Norway has spent the whole of the past decade building a system in which one does not say no. Everyone must be included. No one may be turned away. The truth must not be allowed to stand in the way of the good narrative. So when the Norwegian authorities, for once, actually conduct a risk assessment and the outcome is negative, the media raise an outcry.
It is the context that is missing.
If Norway had been a country where visa violations had consequences, where illegal residence was detected and met with swift deportation, where family reunification was reserved for genuine tourists and not potential immigrants, then the caseworkers at the embassies could have lowered the threshold. Then Cuban boys could have come to the Norway Cup without question.
But Norway is not like that. We are the country where people throw away their passports at the border and claim to be minors. The country where an asylum seeker whose application has been rejected can nevertheless remain for decades. The country where one can claim to be persecuted and obtain residence. The country where “humanitarian considerations” trump all other considerations.

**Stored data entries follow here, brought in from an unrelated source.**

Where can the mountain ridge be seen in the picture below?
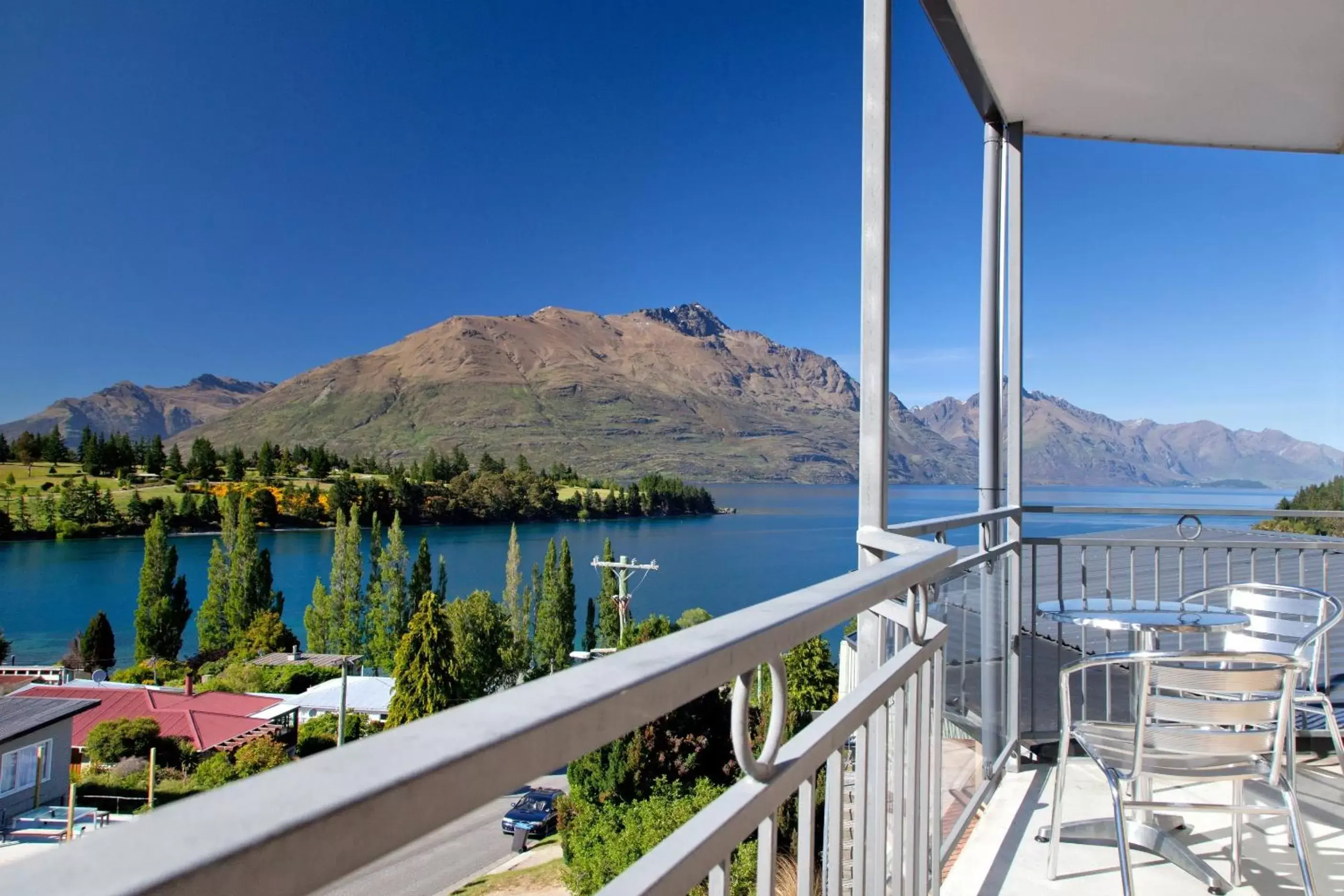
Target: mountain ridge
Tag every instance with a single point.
(142, 412)
(676, 390)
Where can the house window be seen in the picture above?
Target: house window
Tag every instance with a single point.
(19, 767)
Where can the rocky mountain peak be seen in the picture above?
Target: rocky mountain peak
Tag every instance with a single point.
(693, 319)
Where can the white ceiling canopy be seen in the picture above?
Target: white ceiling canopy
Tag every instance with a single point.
(1254, 74)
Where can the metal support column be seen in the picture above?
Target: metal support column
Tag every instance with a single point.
(991, 369)
(873, 387)
(1012, 422)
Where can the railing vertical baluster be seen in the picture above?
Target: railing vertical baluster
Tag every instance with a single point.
(721, 878)
(859, 815)
(766, 848)
(875, 824)
(904, 862)
(897, 777)
(921, 797)
(807, 828)
(936, 786)
(834, 855)
(1110, 605)
(1034, 638)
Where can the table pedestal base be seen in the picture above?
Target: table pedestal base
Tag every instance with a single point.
(1151, 836)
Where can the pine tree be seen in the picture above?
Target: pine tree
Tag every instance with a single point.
(162, 612)
(212, 618)
(608, 615)
(423, 574)
(424, 670)
(591, 628)
(99, 645)
(550, 647)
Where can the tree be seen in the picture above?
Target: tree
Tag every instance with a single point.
(389, 607)
(155, 460)
(608, 616)
(267, 461)
(116, 739)
(424, 670)
(482, 645)
(175, 462)
(812, 682)
(212, 618)
(514, 604)
(423, 571)
(591, 628)
(99, 645)
(162, 612)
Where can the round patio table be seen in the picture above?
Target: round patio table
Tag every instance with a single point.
(1145, 621)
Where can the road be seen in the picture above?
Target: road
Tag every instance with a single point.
(440, 859)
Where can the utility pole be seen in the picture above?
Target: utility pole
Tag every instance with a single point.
(624, 567)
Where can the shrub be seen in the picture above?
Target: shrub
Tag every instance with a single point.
(319, 734)
(143, 673)
(260, 755)
(116, 739)
(215, 770)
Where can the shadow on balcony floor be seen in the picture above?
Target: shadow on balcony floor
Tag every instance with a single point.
(1003, 859)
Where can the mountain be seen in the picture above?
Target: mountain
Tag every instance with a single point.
(671, 390)
(143, 412)
(1067, 445)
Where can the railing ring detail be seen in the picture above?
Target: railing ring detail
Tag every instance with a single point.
(917, 610)
(760, 767)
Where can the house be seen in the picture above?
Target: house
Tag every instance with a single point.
(30, 728)
(296, 656)
(212, 720)
(365, 695)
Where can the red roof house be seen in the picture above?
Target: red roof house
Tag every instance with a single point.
(210, 720)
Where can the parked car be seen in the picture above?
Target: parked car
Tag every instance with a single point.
(535, 809)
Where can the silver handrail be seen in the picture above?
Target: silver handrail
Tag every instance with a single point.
(304, 825)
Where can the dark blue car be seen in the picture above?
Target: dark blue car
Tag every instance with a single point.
(537, 810)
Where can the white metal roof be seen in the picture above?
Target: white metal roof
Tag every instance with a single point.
(363, 694)
(1257, 74)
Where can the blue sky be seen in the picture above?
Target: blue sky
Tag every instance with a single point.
(255, 189)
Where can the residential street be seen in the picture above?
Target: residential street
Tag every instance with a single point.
(441, 859)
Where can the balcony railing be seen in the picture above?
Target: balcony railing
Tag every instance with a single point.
(310, 824)
(889, 823)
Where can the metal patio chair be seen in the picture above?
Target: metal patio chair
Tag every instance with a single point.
(1199, 715)
(1293, 621)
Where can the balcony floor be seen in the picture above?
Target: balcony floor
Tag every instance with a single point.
(1002, 856)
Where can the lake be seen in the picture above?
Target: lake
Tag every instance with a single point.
(783, 538)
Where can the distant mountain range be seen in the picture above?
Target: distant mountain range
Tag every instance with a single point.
(672, 390)
(143, 412)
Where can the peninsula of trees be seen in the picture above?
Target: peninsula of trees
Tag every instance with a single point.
(113, 485)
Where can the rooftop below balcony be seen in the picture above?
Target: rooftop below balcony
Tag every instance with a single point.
(1002, 856)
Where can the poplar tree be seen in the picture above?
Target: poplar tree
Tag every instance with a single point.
(424, 670)
(212, 621)
(423, 574)
(514, 604)
(591, 628)
(608, 615)
(568, 605)
(99, 645)
(389, 607)
(549, 642)
(162, 610)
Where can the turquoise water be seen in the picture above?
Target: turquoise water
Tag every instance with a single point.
(783, 538)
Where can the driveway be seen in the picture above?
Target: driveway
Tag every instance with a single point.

The boys from Cuba are not the villains. Norwegian policy is.
The fact that Dagsavisen uses a football story to attack a responsible visa practice, instead of asking why such assessments are necessary at all, says everything about how little honesty remains in the Norwegian immigration debate.
The boys were not allowed to play football. That is sad. But the responsibility does not lie with the caseworker who put his foot down. It lies with all the politicians, journalists and activists who, for decades, have worked to create a system in which one cannot say no.
That is something for all the parties involved to reflect upon, but unfortunately experience tells us that this is unlikely to happen.